Clinical development of novel proteasome inhibitors for cancer treatment

Abstract

Background: Emerging evidence demonstrates that targeting the tumor proteasome is a promising strategy for cancer therapy.

Objective: This review summarizes recent results from cancer clinical trials using specific proteasome inhibitors or some natural compounds that have proteasome-inhibitory effects.

Methods: A literature search was carried out using PubMed. Results about the clinical application of specific proteasome inhibitors and natural products with proteasome-inhibitory activity for cancer prevention or therapy were reviewed.

Results/conclusion: Bortezomib, the reversible proteasome inhibitor that first entered clinical trials, has been studied extensively as a single agent and in combination with glucocorticoids, cytotoxic agents, immunomodulatory drugs and radiation as treatment for multiple myeloma and other hematological malignancies. The results in some cases have been impressive.
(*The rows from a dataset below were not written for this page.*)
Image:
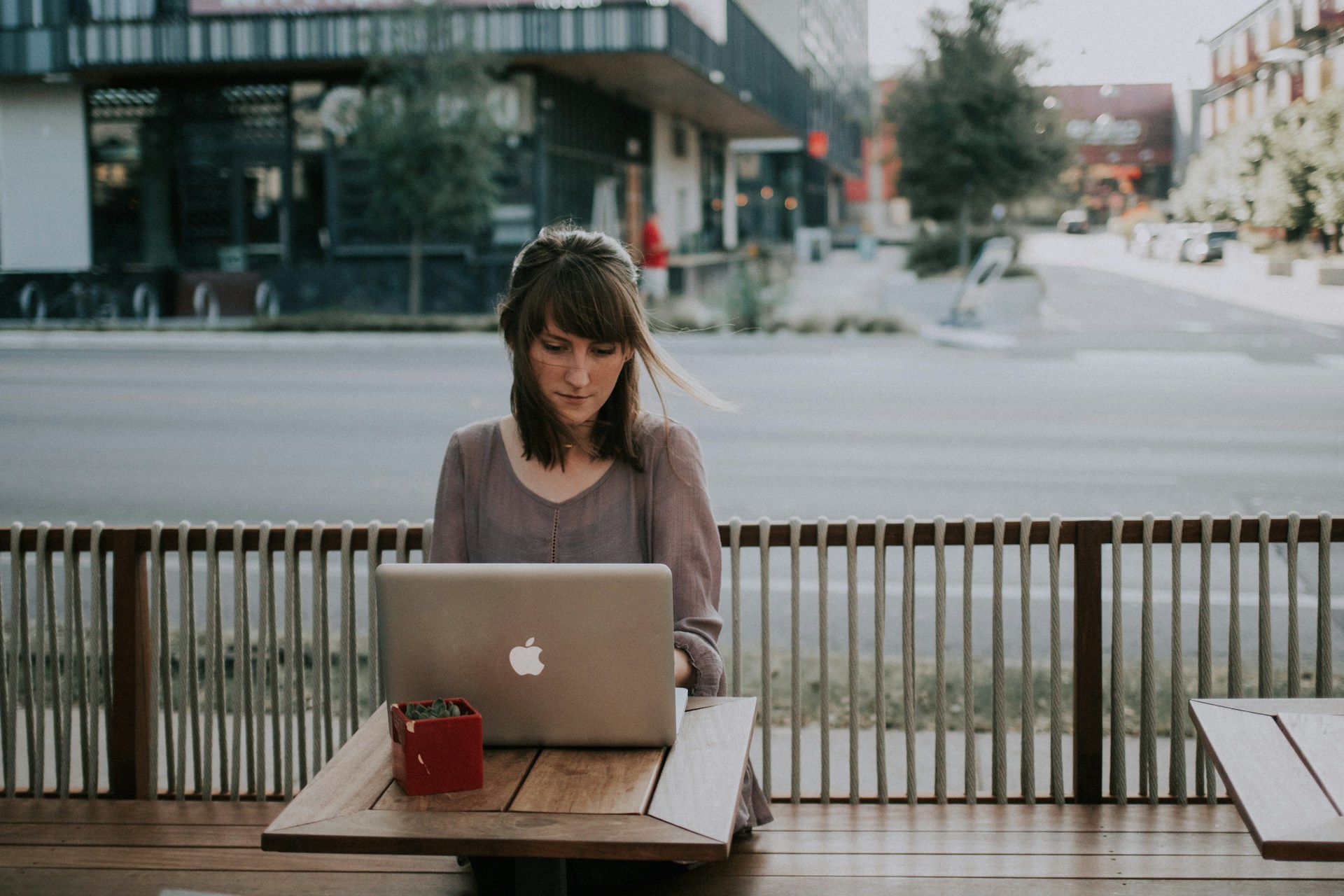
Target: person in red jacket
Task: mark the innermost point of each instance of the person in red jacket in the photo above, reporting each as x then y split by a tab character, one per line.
654	280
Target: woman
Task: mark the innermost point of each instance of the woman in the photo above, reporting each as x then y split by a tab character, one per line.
578	473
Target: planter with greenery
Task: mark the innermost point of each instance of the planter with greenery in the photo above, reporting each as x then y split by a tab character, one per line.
437	746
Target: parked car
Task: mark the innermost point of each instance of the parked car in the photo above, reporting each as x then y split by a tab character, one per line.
1144	237
1205	242
1073	222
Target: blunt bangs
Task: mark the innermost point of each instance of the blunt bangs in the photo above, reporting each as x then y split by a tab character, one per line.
582	300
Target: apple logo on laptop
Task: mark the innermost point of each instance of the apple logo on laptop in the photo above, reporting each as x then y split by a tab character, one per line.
527	660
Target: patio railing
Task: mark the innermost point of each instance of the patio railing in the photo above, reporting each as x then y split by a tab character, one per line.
232	662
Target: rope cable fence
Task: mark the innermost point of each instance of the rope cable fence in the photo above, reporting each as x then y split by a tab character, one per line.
232	662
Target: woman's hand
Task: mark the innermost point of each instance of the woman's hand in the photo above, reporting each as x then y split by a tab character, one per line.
685	671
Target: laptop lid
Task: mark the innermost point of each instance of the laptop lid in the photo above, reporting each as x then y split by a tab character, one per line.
552	654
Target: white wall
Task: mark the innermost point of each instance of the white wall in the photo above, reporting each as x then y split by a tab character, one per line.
43	179
676	181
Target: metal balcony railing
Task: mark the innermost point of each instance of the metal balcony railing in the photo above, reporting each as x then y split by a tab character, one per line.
232	662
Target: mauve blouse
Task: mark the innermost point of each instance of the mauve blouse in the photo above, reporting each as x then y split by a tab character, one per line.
486	514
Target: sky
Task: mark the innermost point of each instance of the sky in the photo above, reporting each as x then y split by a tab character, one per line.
1081	41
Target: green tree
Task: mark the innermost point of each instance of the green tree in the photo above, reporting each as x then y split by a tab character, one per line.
971	132
1326	141
432	144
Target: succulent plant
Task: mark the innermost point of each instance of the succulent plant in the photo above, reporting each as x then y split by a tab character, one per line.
437	710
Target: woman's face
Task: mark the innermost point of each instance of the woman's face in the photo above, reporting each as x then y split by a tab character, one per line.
574	374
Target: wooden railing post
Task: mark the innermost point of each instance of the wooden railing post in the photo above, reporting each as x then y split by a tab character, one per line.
1088	660
130	776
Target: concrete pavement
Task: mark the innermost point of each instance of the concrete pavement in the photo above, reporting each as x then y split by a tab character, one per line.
1280	296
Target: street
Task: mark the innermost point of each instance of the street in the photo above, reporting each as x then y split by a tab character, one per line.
1119	397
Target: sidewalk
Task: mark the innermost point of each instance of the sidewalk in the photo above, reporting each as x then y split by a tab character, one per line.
1280	296
846	285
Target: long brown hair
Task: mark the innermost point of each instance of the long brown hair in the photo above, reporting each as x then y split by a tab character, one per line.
585	284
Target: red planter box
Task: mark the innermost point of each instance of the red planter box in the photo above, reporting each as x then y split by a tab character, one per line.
437	755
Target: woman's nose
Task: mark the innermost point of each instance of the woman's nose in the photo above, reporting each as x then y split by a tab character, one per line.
575	372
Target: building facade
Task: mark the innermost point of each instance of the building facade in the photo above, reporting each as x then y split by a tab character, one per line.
1126	139
172	141
1282	51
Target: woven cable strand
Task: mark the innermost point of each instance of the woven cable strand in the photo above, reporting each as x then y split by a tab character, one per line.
245	746
160	679
214	710
323	734
268	657
1264	636
296	713
824	650
1206	782
73	669
1147	675
968	679
349	652
736	599
1057	690
74	685
766	692
907	653
1294	649
879	653
101	672
377	687
794	662
940	645
1176	762
1119	786
1234	606
188	708
851	543
46	650
999	757
1324	657
22	662
1027	770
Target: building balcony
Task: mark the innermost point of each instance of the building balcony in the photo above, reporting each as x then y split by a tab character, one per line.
652	55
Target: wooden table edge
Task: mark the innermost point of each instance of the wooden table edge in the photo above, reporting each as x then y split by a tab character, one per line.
316	837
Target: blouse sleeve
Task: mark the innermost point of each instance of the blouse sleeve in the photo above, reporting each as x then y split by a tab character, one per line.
686	539
449	545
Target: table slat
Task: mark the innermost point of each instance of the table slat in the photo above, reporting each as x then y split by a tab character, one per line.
351	780
1275	706
1320	741
590	780
211	859
1273	789
702	776
1323	843
507	833
504	771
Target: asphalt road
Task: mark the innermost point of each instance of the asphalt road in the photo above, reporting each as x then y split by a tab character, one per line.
1119	397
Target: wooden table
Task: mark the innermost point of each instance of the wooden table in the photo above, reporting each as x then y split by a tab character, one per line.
1282	762
549	805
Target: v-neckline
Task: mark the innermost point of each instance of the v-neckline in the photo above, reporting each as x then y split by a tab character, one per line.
518	480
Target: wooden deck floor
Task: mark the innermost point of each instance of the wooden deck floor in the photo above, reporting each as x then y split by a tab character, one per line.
84	849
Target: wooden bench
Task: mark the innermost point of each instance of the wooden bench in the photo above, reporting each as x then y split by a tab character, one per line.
81	848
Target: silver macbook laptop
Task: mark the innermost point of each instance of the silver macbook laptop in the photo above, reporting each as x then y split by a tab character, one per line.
550	654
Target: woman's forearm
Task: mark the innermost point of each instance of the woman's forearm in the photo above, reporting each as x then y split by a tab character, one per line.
685	671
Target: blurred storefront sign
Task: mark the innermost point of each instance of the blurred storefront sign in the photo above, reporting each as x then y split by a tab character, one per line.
711	15
1105	131
818	144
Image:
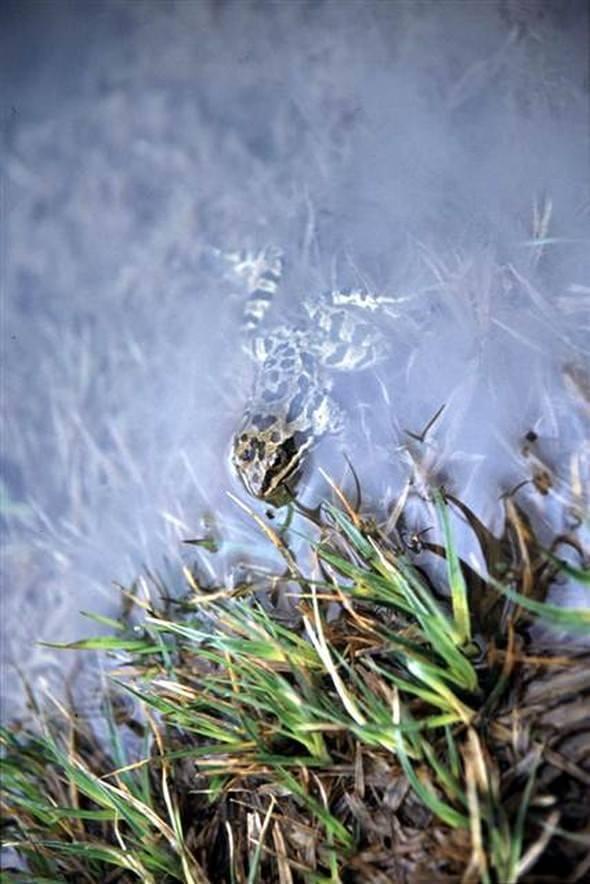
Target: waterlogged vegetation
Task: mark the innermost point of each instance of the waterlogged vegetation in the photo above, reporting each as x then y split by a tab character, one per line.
358	717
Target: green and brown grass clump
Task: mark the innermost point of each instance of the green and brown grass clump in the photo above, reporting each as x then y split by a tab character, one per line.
387	726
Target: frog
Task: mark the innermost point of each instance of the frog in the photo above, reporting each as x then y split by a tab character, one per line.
291	406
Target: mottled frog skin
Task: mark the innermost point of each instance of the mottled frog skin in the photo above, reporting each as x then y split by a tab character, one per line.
291	406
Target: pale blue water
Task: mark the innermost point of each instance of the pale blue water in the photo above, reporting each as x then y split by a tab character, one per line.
417	148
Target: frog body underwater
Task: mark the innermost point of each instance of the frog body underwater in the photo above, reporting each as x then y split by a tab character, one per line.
291	405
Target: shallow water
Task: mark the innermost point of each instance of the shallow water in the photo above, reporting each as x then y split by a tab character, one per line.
437	153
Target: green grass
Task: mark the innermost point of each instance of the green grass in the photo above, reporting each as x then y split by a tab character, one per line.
385	708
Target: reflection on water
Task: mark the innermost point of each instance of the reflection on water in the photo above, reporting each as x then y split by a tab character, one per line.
434	153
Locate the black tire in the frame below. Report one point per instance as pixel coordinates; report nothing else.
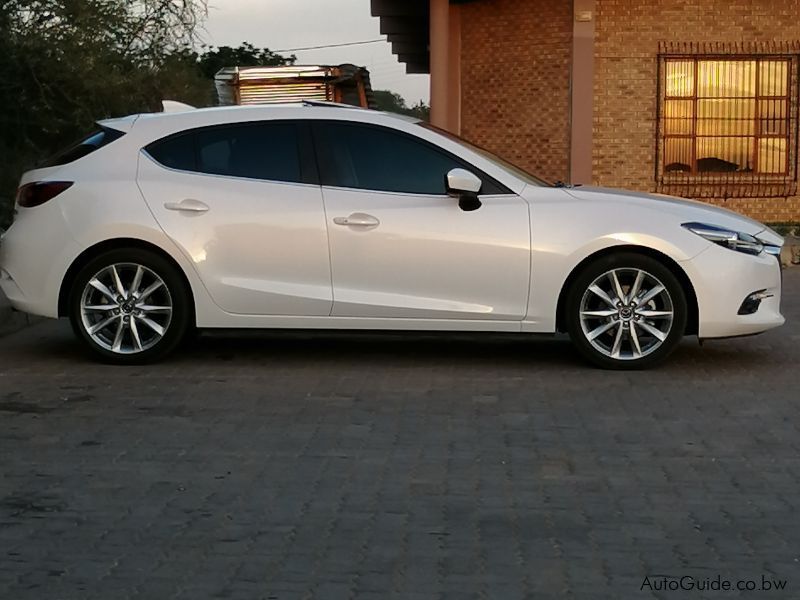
(635, 347)
(173, 292)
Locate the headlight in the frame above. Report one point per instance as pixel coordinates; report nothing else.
(734, 240)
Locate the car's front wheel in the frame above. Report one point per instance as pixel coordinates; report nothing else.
(626, 311)
(130, 306)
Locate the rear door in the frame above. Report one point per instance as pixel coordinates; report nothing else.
(244, 204)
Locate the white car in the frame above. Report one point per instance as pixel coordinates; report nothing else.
(310, 216)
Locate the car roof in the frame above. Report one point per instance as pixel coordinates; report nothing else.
(188, 117)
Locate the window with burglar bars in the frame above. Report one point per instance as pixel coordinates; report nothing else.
(728, 125)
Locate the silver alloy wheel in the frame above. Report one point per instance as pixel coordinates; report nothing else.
(626, 314)
(126, 308)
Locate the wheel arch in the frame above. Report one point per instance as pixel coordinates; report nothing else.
(691, 297)
(116, 244)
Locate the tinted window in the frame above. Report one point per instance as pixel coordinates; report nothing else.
(268, 151)
(87, 145)
(376, 158)
(175, 152)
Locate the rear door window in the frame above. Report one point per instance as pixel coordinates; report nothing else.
(270, 151)
(91, 143)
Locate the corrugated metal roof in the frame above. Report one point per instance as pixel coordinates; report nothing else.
(348, 84)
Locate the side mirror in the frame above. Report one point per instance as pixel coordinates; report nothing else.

There is less evidence of bortezomib's efficacy in solid tumors. Novel irreversible proteasome inhibitors, NPI-0052 and carfilzomib, have also been developed and clinical trials are underway. Natural products with proteasome-inhibitory effects, such as green tea polyphenol (-)-epigallocatechin-3-gallate (EGCG), soy isoflavone genistein, and the spice turmeric compound curcumin, have been studied alone and in combination with traditional chemotherapy and radiotherapy against various cancers. There is also interest in developing these natural compounds as potential chemopreventive agents.

Figures

Figure 1. The ubiquitin-proteasome pathway

Prior to proteasome degradation, target proteins are flagged with polyubiquitin chain transferred by ubiquitination system through interaction of the ubiquitin-activating enzyme E1, the ubiquitin-conjugating enzyme E2, and the ubiquitin ligase E3. Target proteins with polyubiquitin tag could be recognized by the 19S regulatory complex of the proteasome and fed into the 20S catalytic core, which has four stacked rings in αββα order. Each of the inner β rings contains seven β subunits with catalytic site facing the central cavity. Each of the outer α rings contains seven α subunits that serve as a gate for protein entry into the inner catalytic site.

Figure 2. Proteasome inhibition by several compounds used in clinical trials

β subunits of the proteasome have three catalytic sites: β1 (associated with caspase-like activity), β2 (associated with trypsin-like activity), and β5 (associated with chymotrypsin-like activity). Compounds in clinical trials could preferentially inhibit β5 chymotryptic site of the proteasome.

Figure 3

Chemical structures of proteasome inhibitors and some natural products with proteasome-inhibitory effects.